“Our members gave us a mandate that we must come back to them before we move forward, even if we do manage to come to an agreement (in principle) with the chamber,” said Mammburu who, after a long caucus meeting, was entering into deliberations with the chamber.
As the majority union, representing 72% of employees represented in the coal wage negotiations, the NUM must agree to the latest offer from the mining companies – Anglo American Coal, Delmas, Exxaro, Kangra, Koornfontein, Msobo and Glencore – represented by the COM, if the coal sector strike is to come to an end.
It would also make the new offer applicable to all 17 000 coal employees represented in the talks, irrespective of whether they belong to the NUM or not. UASA and Solidarity have already accepted an offer tabled last month, but COM spokesperson Memory Johnstone says that deal is subject to change depending on how negotiations with the NUM pan out.
“Whatever agreement is eventually made will have apply to the whole sector. That is the whole point of centralised collective bargaining,” she says.

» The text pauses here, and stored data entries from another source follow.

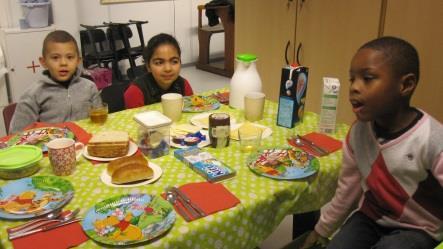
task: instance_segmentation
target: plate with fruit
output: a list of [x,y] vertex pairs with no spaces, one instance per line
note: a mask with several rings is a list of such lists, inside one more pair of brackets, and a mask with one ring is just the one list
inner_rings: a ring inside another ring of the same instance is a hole
[[220,102],[210,96],[186,96],[183,102],[183,112],[206,112],[220,108]]

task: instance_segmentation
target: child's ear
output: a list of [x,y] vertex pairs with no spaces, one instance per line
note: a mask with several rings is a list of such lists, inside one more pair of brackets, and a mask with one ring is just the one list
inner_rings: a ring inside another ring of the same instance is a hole
[[43,56],[38,57],[38,61],[40,62],[40,65],[42,65],[42,67],[44,67],[45,69],[48,68],[48,67],[46,66],[46,60],[45,60],[45,57],[43,57]]
[[401,78],[400,93],[402,96],[411,96],[417,86],[417,77],[413,73],[408,73]]
[[151,67],[149,66],[149,63],[145,64],[146,71],[151,72]]

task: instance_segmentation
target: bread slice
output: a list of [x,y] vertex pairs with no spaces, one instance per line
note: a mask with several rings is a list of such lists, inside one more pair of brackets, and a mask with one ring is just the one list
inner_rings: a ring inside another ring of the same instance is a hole
[[107,168],[114,184],[125,184],[135,181],[147,180],[154,176],[154,171],[149,167],[143,155],[122,157],[111,161]]
[[88,154],[95,157],[125,156],[129,150],[129,135],[125,131],[104,131],[94,134],[88,143]]

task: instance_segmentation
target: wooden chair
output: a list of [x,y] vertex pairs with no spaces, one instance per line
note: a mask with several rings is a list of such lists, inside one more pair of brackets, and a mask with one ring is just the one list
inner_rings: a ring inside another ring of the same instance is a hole
[[14,116],[17,103],[7,105],[3,109],[3,121],[5,122],[6,134],[9,134],[9,126],[11,125],[12,116]]
[[[213,9],[220,17],[221,24],[210,27],[202,24],[203,10]],[[234,74],[234,20],[229,14],[229,6],[198,6],[198,43],[199,54],[196,67],[211,73],[231,77]],[[224,67],[216,67],[209,63],[209,48],[211,36],[225,33]]]

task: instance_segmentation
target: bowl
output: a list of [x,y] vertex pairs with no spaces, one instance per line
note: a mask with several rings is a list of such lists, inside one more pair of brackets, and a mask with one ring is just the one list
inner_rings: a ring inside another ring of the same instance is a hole
[[18,179],[36,173],[43,158],[40,147],[15,145],[0,150],[0,178]]

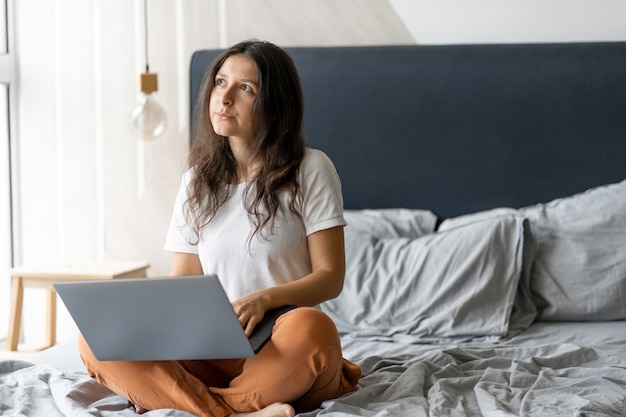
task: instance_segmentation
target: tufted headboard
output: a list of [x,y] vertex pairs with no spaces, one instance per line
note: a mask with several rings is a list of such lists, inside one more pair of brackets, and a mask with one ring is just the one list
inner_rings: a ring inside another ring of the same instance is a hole
[[[441,217],[626,178],[626,42],[287,48],[345,207]],[[219,51],[191,61],[191,108]]]

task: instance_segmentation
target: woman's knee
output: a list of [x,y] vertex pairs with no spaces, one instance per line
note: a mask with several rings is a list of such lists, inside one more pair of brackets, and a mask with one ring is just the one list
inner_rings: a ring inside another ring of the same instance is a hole
[[300,307],[283,314],[276,322],[274,334],[285,334],[291,341],[340,344],[335,323],[324,312],[311,307]]

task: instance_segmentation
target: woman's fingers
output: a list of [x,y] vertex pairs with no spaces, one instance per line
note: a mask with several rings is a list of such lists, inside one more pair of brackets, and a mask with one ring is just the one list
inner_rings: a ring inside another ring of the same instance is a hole
[[253,308],[251,304],[234,305],[237,319],[243,327],[246,336],[250,336],[257,324],[263,319],[265,311],[259,308]]

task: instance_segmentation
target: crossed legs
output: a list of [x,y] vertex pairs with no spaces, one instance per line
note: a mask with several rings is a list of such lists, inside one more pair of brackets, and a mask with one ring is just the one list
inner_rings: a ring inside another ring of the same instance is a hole
[[[90,375],[146,410],[175,408],[202,417],[264,410],[287,416],[350,392],[360,369],[344,360],[334,323],[312,308],[282,315],[271,340],[250,359],[98,361],[79,350]],[[290,405],[289,405],[290,404]]]

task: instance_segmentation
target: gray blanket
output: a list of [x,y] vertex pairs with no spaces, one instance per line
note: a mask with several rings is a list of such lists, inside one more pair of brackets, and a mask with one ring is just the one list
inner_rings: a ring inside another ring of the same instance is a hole
[[576,345],[454,347],[362,365],[357,392],[311,415],[626,415],[626,357]]
[[[302,417],[626,415],[626,351],[617,346],[458,346],[359,363],[355,392]],[[0,362],[0,398],[2,416],[135,416],[85,373],[23,361]]]

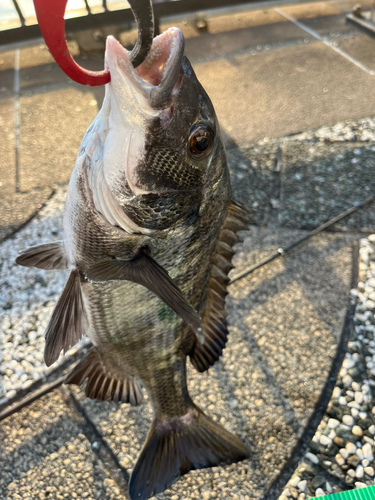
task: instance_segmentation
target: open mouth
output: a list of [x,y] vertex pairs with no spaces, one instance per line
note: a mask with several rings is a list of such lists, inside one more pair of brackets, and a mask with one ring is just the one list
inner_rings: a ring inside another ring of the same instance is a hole
[[111,81],[120,69],[128,85],[147,97],[152,109],[169,111],[181,83],[184,45],[181,31],[170,28],[154,39],[146,59],[134,69],[129,52],[115,38],[108,37],[106,60]]

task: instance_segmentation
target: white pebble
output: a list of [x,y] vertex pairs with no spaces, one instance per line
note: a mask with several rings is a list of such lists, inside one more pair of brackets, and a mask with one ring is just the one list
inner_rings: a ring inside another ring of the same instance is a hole
[[354,425],[354,418],[351,415],[344,415],[342,421],[345,425],[349,425],[350,427]]
[[357,479],[362,479],[363,478],[363,467],[362,465],[358,465],[356,470],[355,470],[355,477]]
[[354,418],[357,418],[359,415],[359,411],[357,410],[357,408],[350,408],[350,413]]
[[[352,409],[354,409],[354,408],[352,408]],[[365,418],[367,418],[367,413],[364,411],[360,411],[358,415],[359,415],[359,418],[361,420],[364,420]]]
[[[341,448],[339,453],[342,456],[342,458],[348,458],[348,456],[349,456],[349,451],[346,448]],[[353,453],[355,453],[355,450]]]
[[359,425],[353,426],[352,433],[354,434],[354,436],[358,436],[358,437],[363,436],[363,431]]
[[[358,443],[357,443],[358,444]],[[357,451],[355,452],[357,457],[360,459],[360,460],[363,460],[364,459],[364,456],[363,456],[363,452],[362,452],[362,448],[357,448]]]
[[336,427],[340,424],[340,422],[338,420],[336,420],[335,418],[330,418],[328,420],[328,427],[330,429],[336,429]]
[[289,485],[293,486],[295,488],[297,484],[301,481],[301,478],[299,476],[294,476],[292,479],[289,481]]
[[354,453],[357,450],[357,447],[354,443],[347,443],[345,449],[349,453],[349,455],[354,455]]
[[340,465],[340,467],[342,465],[344,465],[345,459],[343,458],[343,456],[341,455],[341,453],[337,453],[337,455],[335,456],[335,458],[336,458],[337,464]]
[[345,396],[340,396],[337,401],[339,402],[339,405],[341,405],[341,406],[346,406],[346,404],[347,404],[347,400],[346,400]]
[[342,366],[346,370],[350,370],[350,368],[353,368],[354,365],[355,365],[355,361],[353,359],[349,359],[349,358],[345,358],[343,363],[342,363]]
[[371,476],[371,477],[373,477],[375,474],[373,467],[365,467],[364,471],[365,471],[365,474],[367,474],[368,476]]
[[368,430],[369,430],[369,432],[371,432],[371,434],[375,434],[375,425],[370,425]]
[[349,469],[347,472],[348,476],[355,477],[355,471],[353,469]]
[[356,488],[366,488],[367,487],[366,483],[361,483],[360,481],[356,481],[354,483],[354,485],[355,485]]
[[313,455],[310,452],[306,453],[305,458],[307,460],[310,460],[310,462],[312,462],[313,464],[318,464],[319,463],[318,457],[316,455]]
[[332,439],[331,439],[331,438],[329,438],[328,436],[325,436],[324,434],[322,434],[322,435],[320,436],[320,440],[319,440],[319,442],[320,442],[320,444],[321,444],[322,446],[328,446],[328,445],[330,445],[330,444],[332,443]]
[[317,489],[315,490],[315,496],[316,496],[316,497],[324,497],[324,495],[325,495],[325,493],[324,493],[324,491],[322,490],[322,488],[317,488]]
[[363,394],[362,394],[362,392],[356,392],[356,393],[354,394],[354,399],[355,399],[355,401],[356,401],[359,405],[361,405],[361,404],[363,403]]
[[357,408],[357,410],[359,410],[359,404],[356,401],[350,401],[350,403],[348,403],[348,406],[349,408]]
[[300,481],[298,484],[297,484],[297,487],[300,491],[304,492],[305,489],[306,489],[306,486],[307,486],[307,481],[306,479],[303,479],[302,481]]
[[369,443],[362,446],[363,456],[372,462],[374,460],[374,455],[372,453],[372,447]]

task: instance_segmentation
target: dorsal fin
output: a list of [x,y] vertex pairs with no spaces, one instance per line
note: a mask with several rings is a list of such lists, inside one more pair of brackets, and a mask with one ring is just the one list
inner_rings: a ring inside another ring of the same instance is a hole
[[90,399],[122,401],[132,406],[140,405],[143,400],[139,382],[131,377],[118,378],[109,373],[95,348],[90,349],[78,363],[66,378],[65,384],[81,385],[86,379],[85,394]]
[[69,268],[69,259],[62,241],[30,247],[17,257],[16,263],[47,270]]
[[62,350],[66,352],[74,346],[86,333],[87,326],[79,272],[73,269],[47,326],[44,347],[46,365],[52,365]]
[[195,339],[189,353],[193,366],[199,371],[208,370],[221,356],[228,339],[225,311],[225,297],[228,295],[228,274],[233,268],[233,245],[240,241],[237,231],[248,229],[250,210],[242,203],[231,201],[227,218],[221,228],[212,261],[211,276],[208,283],[206,308],[203,315],[203,344]]

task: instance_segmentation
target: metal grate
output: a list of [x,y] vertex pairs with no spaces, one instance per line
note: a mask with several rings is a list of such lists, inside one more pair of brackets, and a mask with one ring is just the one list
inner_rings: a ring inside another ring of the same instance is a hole
[[[36,18],[33,17],[30,19],[30,22],[28,22],[27,16],[20,7],[20,0],[11,1],[17,12],[20,26],[18,25],[17,27],[6,29],[7,26],[3,23],[2,28],[0,11],[0,45],[40,38],[42,35],[36,23]],[[165,16],[183,15],[222,7],[233,7],[234,5],[255,1],[256,0],[154,0],[155,24],[158,26],[158,19]],[[67,33],[110,25],[129,25],[134,22],[133,14],[129,7],[124,8],[124,2],[109,2],[108,0],[102,0],[100,4],[100,2],[83,0],[82,6],[84,6],[82,10],[86,11],[83,15],[80,10],[79,14],[77,11],[77,16],[66,19],[65,29]],[[98,10],[100,10],[100,12],[98,12]]]

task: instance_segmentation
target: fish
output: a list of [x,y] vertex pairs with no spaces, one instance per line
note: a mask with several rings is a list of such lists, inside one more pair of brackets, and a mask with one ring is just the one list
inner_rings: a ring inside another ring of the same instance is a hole
[[218,119],[181,31],[154,38],[137,68],[108,37],[105,61],[111,81],[70,178],[64,240],[16,262],[70,270],[47,366],[87,335],[93,347],[67,384],[133,406],[147,392],[153,422],[129,482],[143,500],[190,470],[250,456],[192,401],[186,364],[205,372],[222,355],[233,247],[252,221],[232,199]]

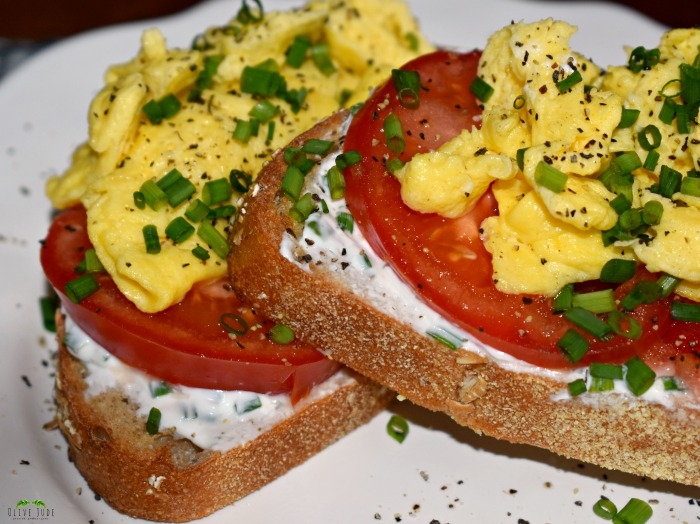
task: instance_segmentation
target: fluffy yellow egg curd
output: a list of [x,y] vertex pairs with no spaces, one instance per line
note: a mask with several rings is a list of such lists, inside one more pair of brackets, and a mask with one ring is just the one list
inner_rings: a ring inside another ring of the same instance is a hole
[[[144,312],[161,311],[194,283],[226,273],[225,254],[211,249],[197,220],[184,218],[196,231],[187,238],[166,235],[190,204],[211,204],[207,183],[230,180],[232,171],[235,180],[249,182],[276,149],[364,100],[392,68],[433,49],[401,0],[312,0],[247,15],[208,29],[191,49],[168,48],[157,29],[146,31],[138,55],[107,71],[90,106],[89,137],[72,165],[47,183],[56,208],[85,206],[98,258]],[[297,45],[301,58],[290,64]],[[274,73],[281,87],[265,94],[251,89],[248,80],[261,70]],[[165,107],[165,117],[154,119],[144,110],[149,103],[163,109],[173,97],[174,114]],[[173,170],[194,187],[184,202],[137,205],[134,194],[144,193],[145,182],[158,183]],[[235,207],[244,190],[234,183],[225,201],[215,199],[222,216],[204,219],[219,240],[232,219],[219,208]],[[155,226],[158,254],[147,252],[144,226]]]
[[[624,258],[683,279],[676,292],[698,301],[698,101],[681,77],[700,82],[700,30],[671,30],[606,70],[571,49],[575,31],[546,19],[493,34],[478,70],[491,90],[481,127],[408,162],[397,173],[402,197],[458,217],[492,188],[499,214],[482,238],[502,292],[554,295]],[[630,232],[625,208],[653,209],[652,223]]]

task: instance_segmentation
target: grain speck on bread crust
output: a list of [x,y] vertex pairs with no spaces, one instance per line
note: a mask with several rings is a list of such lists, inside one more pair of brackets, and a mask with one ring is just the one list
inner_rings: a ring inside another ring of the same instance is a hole
[[57,366],[56,419],[71,461],[114,509],[155,521],[187,522],[233,504],[368,422],[395,396],[357,376],[256,439],[218,452],[170,430],[149,435],[123,392],[86,398],[85,368],[60,342]]
[[[347,113],[299,137],[339,138]],[[700,486],[700,411],[668,410],[620,395],[555,400],[566,384],[516,373],[413,332],[330,273],[306,271],[280,253],[300,233],[279,191],[285,165],[263,169],[230,235],[229,273],[236,292],[300,338],[412,402],[510,442],[650,478]],[[312,268],[311,268],[312,269]]]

NUM workers’ demands have been asking for an increase in wages of R1 000 for the lowest paid coal sector workers, and 14% for miners, artisans and officials. And, while producers have said this was simply not affordable, they made some concessions and on Friday tabled a revised offer.
The two-year deal, effective from July 1, would see the lowest earning employees receive increases, “staggered over a period of time”, of between R750 and R1 000 per month in year one and guaranteed increases of 7.5% in year two.
Meanwhile miners, official and artisans would receive increases of between 5% and 7.5% in both years.
Increases to the living out allowance and housing allowance would vary from company-to-company.
Johnstone said there was currently no update as to whether the NUM had accepted the latest offer.